Nonlocal techniques for the analysis of deep ReLU neural network approximations
Cornelia Schneider, Mario Ullrich, Jan Vybiral
TL;DR
This work extends a nonlocal Riesz-basis framework built from the piecewise-linear systems ${\mathcal C}_k$ and ${\mathcal S}_k$ to Sobolev spaces $W^s([0,1]^d)$ and Barron-type spaces ${\mathbb B}^s([0,1]^d)$ for $0< s<1$, with constants that are independent of dimension. It proves that properly scaled basis elements yield Riesz bases in these spaces and provides explicit neural-network constructions that reproduce finite basis sums exactly, achieving $L_2$-approximation error $\varepsilon$ without suffering from the curse of dimensionality in several regimes. The paper then develops approximation results for deep ReLU networks in both Sobolev and Barron spaces, including fixed-architecture guarantees and best $n$-term strategies, and addresses function-value sampling via least-squares and basis-pursuit-denoising, establishing NN-sampling bounds that link nonlocal representations to data-driven recovery. Collectively, the results offer dimension-aware, nonlocal methods for neural-network approximation and recovery in high dimensions, with explicit network architectures and quantitative error/divergence bounds.
Abstract
Recently, Daubechies, DeVore, Foucart, Hanin, and Petrova introduced a system of piece-wise linear functions, which can be easily reproduced by artificial neural networks with the ReLU activation function and which form a Riesz basis of $L_2([0,1])$. This work was generalized by two of the authors to the multivariate setting.
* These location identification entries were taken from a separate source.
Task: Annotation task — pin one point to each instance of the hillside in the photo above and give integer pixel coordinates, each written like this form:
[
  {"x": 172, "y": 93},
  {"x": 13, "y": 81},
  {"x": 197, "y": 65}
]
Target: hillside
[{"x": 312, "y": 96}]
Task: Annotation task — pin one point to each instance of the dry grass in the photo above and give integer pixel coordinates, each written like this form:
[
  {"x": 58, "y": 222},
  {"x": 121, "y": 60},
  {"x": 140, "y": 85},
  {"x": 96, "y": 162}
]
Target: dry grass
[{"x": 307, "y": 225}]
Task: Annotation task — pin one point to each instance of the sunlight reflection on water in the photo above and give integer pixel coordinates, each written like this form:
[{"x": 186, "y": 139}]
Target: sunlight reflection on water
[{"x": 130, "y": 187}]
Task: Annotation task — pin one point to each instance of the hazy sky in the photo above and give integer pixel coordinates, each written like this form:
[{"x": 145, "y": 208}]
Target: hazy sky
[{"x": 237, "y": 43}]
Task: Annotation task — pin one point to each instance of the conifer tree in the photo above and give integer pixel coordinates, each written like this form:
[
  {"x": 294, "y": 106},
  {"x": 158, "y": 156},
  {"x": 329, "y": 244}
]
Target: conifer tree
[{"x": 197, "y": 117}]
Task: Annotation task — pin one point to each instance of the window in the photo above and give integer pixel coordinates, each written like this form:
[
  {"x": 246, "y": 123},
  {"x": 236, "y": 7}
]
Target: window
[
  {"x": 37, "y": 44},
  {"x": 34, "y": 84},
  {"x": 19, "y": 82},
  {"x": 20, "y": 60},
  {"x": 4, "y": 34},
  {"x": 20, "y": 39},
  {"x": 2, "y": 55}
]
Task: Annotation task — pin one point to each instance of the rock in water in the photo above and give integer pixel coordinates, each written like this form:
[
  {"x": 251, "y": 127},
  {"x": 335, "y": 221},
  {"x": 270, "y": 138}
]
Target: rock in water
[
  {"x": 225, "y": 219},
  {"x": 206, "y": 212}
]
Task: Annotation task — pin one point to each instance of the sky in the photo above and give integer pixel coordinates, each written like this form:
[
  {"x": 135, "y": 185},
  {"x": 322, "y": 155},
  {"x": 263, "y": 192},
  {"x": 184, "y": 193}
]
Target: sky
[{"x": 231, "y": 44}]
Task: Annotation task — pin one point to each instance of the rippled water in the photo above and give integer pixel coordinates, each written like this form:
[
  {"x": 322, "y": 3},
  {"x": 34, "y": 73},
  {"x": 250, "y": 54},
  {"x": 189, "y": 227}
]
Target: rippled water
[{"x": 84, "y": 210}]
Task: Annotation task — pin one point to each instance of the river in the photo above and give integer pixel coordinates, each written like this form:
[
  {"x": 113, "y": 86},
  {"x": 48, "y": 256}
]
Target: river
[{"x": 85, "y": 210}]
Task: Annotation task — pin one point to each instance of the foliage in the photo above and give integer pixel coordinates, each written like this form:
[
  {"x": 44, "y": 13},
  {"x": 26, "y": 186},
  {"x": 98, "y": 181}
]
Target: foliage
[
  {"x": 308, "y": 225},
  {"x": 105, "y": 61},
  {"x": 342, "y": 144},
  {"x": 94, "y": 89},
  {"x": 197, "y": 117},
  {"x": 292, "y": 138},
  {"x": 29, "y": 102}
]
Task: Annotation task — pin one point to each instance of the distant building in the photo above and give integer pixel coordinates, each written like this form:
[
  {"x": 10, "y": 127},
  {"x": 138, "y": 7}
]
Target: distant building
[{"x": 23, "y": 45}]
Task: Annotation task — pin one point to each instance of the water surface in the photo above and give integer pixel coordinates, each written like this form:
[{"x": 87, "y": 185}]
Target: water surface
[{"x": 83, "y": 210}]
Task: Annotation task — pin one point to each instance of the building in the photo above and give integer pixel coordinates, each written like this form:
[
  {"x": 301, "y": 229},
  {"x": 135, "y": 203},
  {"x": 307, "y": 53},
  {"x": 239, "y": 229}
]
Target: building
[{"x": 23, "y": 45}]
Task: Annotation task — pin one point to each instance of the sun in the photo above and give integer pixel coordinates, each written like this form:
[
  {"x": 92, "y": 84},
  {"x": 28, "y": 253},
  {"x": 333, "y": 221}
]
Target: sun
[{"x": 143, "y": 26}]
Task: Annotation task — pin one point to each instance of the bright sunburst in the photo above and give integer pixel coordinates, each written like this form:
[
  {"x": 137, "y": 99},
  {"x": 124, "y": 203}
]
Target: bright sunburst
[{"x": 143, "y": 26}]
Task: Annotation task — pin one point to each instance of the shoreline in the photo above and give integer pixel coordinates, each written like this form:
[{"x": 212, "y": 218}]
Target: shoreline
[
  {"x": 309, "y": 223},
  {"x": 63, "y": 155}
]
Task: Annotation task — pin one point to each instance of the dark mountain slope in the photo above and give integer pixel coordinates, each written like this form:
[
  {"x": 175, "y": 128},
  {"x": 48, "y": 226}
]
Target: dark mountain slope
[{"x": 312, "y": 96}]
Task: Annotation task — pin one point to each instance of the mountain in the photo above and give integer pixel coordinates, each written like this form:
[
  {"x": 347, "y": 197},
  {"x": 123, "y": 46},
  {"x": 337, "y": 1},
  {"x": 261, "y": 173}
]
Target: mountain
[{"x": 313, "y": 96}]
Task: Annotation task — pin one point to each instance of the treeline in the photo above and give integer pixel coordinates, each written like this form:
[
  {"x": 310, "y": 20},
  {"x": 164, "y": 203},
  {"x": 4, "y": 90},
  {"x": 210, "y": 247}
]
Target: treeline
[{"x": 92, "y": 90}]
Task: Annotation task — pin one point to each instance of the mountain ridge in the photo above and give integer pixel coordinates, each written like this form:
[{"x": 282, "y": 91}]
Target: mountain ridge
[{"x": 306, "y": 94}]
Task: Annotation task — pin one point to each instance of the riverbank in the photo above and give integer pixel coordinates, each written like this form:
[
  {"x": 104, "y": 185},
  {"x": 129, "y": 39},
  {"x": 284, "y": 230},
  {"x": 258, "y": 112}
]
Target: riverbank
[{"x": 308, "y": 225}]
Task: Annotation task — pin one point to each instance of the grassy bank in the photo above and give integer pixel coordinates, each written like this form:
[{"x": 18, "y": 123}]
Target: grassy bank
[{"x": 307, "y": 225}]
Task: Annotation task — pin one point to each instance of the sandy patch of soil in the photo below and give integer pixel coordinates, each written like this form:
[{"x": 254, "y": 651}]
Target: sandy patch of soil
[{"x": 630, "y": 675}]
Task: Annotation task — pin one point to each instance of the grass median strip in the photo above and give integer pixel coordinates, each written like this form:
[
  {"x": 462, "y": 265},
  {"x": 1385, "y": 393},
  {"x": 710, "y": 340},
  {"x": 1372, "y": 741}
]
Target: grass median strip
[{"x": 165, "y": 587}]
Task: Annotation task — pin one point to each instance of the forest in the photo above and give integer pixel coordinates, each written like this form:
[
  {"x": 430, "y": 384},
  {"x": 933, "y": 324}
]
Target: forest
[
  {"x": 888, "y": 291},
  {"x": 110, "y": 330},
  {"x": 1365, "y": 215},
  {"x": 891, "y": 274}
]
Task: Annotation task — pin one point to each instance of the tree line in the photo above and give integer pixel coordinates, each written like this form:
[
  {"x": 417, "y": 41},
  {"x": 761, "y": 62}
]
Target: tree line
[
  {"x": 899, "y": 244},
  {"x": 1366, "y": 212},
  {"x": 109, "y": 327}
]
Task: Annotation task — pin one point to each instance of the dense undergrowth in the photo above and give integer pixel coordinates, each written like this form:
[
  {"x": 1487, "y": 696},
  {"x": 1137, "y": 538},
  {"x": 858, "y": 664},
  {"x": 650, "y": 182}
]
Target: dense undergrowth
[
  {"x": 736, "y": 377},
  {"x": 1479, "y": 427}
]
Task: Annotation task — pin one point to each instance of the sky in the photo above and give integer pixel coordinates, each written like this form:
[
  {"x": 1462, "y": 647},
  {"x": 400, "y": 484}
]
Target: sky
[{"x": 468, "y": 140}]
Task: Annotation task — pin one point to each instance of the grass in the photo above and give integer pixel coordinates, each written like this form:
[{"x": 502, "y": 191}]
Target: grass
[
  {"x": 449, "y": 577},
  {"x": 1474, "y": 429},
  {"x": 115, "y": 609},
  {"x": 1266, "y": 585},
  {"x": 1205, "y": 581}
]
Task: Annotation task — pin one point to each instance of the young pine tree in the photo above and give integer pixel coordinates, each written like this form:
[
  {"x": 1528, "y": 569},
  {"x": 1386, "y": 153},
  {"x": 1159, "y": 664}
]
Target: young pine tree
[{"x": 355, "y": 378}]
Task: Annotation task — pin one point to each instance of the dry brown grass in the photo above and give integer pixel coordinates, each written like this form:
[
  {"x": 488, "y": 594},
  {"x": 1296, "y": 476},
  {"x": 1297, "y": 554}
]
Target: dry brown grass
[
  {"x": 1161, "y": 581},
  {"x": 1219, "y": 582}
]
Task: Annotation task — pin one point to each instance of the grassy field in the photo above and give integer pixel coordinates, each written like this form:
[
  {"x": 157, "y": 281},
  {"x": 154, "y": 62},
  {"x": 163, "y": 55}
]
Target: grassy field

We show that this system serves as a Riesz basis also for Sobolev spaces $W^s([0,1]^d)$ and Barron classes ${\mathbb B}^s([0,1]^d)$ with smoothness $0<s<1$. We apply this fact to re-prove some recent results on the approximation of functions from these classes by deep neural networks. Our proof method avoids using local approximations and allows us to track also the implicit constants as well as to show that we can avoid the curse of dimension. Moreover, we also study how well one can approximate Sobolev and Barron functions by ANNs if only function values are known.